Part of this fear stemmed not only from the administration’s crackdown but also the campus environment. At Columbia and Barnard, during the height of the student-led protests, it was not uncommon to pass trucks or scroll through websites bearing the faces of fellow students with their personal information displayed because of the opinions they shared in op-eds or on social media. This reality led to requests of anonymity or off-the-record commentary from students afraid their words could lead to harassment, doxxing, or retaliation.

After a protest in Barnard College’s Milstein Library, two WKCR journalists received a “fact-finding” request from Barnard’s Community Accountability, Response, and Emergency Services office. They requested a meeting with the students to provide information refuting that they were involved in the protests. Barnard asked these student journalists to prove they were with the press and provide other information in a closed-door meeting or face punishment via the student code of conduct. The meeting was later cancelled by the school but not before stoking fear amongst student reporters that their reporting could implicate them in the campus disciplinary investigations.

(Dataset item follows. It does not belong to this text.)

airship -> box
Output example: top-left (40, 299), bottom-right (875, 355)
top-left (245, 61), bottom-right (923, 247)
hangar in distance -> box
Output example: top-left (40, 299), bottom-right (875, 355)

Despite some barriers to campus press freedom during the tensest moments of the Spring 2024 protests, Barnard and Columbia did initially separate student reporters from protestors, allowing reporters to enter protests and cover the events without penalty. This is in sharp contrast to some schools, such as Stanford and Dartmouth, where student journalists have been arrested for similar reporting on student protests, with some facing felony charges and academic discipline.

This past Spring, however, my school broke from their previous behavior. For the first time, three student journalists were suspended and quickly unsuspended after covering the Butler Library protest. For less than 24 hours, these students were prohibited from taking final exams and told they must vacate their student housing. Rather than studying for finals, these students spent the day in anxious attempts to prove to the school that they were student journalists despite doing all the right things: identifying themselves on the scene, wearing press badges, and reporting in a professional manner.

During this same protest, student press outside the library were restrained and shoved by school public safety officers and denied access to the main area where protests were unfolding – despite having press badges. If not for the three journalists who faced suspension, crucial reporting from the field would not have existed, including a timeline of events, video footage, and photos inside of the library. Even though these suspensions were temporary, it certainly sent a chilling message throughout Columbia and Barnard’s student press community — reporting on protests could impact their academic status.

After months of trying to meet with the Acting Columbia President Claire Shipman, she finally agreed to an interview with Spectator student journalists in the wake of Columbia’s $200 settlement with the Trump administration. This is the first time Shipman has sat down with the student press – a significant turning point in the silence from administration toward the student press for the past six months.

Student journalists at Barnard and Columbia are not alone. Universities across the country continue to crack down on student press. I know that a free press is critical to our society. Columbia’s student journalists have worked tirelessly to follow protocol instituted by the university, while also learning how to function as the University’s Fourth Estate, keeping power accountable. As I start the new school year and my senior year, I hope student reporters, editors, and press broadly can continue to hold those in power on campus accountable for their actions and inform communities in the process. I hope to spend my last year on the opinion section working on new projects, continuing to cover unfolding situations on campus, and upholding the opinion section’s motto to “reflect and direct campus discourse.”